Ele mexeu em sua mochila preta, tirando de lá duas caixas brancas, uma grande e outra pequena com o símbolo da Apple prateado estampado no centro e nas extremidades das caixas.
— Confesso que foi um pouco difícil encontrar um ipad e um iphone das gerações anteriores, mas meu camarada no México fez por um bom preço. — Comentou vindo até mim com os produtos. — É melhor esconder esses aparelhos muito bem, garota em chamas, hoje é dia de revista. — Alertou.

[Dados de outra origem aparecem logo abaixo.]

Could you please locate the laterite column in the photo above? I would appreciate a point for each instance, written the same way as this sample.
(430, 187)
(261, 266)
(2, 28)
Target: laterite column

— Vou esconder. — Disse já pegando as caixas e enfiando-as dentro da minha mochila e já retirando meus dólares todos amassados ou surrados.
Derek balançou a cabeça.
— Hoje não, garota em chamas. — Fiquei confusa, Derek nunca rejeita dinheiro. — Molly me contou que é seu aniversário e do tocha humana, então considere um presente de um velho amigo para vocês dois. — Piscou.
— Mas... — Fui interrompida.
— Não! Já disse! É um presente! — Disse sério. — Se quiser me pagar que seja com um abraço e já está de bom tamanho.
Revirei os olhos e estendi os braços convidado Derek para um abraço.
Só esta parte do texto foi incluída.